45. I also hold that the estate of Sakerchand Nagerdas is liable, and that the set-off put forward is not admissible under Section 111, Sub-section g.

46. As regards costs, the Official Assignee, for Nursey Kessowji, sets up no defence.

47. As to the other defendants, they have already sacrificed very large sums to inset their guarantees; and as they have not been proved to have themselves benefited by their negligence, I think it will be sufficient if they pay their own costs. There will be no order, therefore, as to costs.
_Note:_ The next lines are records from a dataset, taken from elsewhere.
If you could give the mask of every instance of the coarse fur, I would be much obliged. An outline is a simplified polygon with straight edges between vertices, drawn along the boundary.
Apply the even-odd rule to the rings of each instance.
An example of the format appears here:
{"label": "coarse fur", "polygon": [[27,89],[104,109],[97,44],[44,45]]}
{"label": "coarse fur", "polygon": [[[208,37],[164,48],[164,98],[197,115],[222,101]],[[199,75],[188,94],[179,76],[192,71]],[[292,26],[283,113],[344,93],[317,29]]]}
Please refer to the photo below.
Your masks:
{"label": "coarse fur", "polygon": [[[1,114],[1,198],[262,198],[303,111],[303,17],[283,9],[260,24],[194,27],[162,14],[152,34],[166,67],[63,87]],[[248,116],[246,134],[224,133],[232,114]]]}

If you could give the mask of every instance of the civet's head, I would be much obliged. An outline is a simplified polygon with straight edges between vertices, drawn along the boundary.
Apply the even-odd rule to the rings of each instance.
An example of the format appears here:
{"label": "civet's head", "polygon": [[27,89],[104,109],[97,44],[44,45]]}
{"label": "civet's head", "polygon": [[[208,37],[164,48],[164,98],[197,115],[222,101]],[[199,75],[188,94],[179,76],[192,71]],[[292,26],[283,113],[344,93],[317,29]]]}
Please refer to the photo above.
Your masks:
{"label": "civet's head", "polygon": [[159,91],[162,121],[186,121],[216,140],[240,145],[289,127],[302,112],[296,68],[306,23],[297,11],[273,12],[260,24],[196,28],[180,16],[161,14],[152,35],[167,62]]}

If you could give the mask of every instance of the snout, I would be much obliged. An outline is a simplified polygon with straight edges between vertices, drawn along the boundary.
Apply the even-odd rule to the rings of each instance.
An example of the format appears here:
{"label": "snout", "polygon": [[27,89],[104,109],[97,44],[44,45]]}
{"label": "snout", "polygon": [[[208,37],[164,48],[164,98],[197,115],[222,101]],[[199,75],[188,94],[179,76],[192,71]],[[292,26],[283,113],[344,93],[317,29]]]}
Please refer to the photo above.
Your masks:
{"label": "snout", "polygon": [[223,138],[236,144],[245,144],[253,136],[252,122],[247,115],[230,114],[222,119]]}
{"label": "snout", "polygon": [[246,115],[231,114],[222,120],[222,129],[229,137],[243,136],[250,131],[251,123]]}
48. A decree, therefore, will issue, declaring that the loss of the sum of Rs. 9,70,443 was due to the gross negligence of the defendants Kessowji Naik and Grellabhoy Puddumsey, and the late defendant Sakerchand Nagerdas and the defendant Nursey Kessowji, now an insolvent, and that they became jointly and severally liable to make good the said loss by refunding to the plaintiffs' company the total amount of the aforesaid sums, with interest thereon, respectively, at the rate of six per cent, per annum from the date of the failure of Nursey Kessowji & Co., less such dividends as the plaintiffs' company may have received from the estate of the said Nursey Kessowji & Co. and as to the estate of the deceased (Sakerchand Nagerdas, the liability will only be in a fair course of administration; and as to the estate of the said Nursey Kessowji, only by way of proof under his bankruptcy order for payments of the said sums respectively.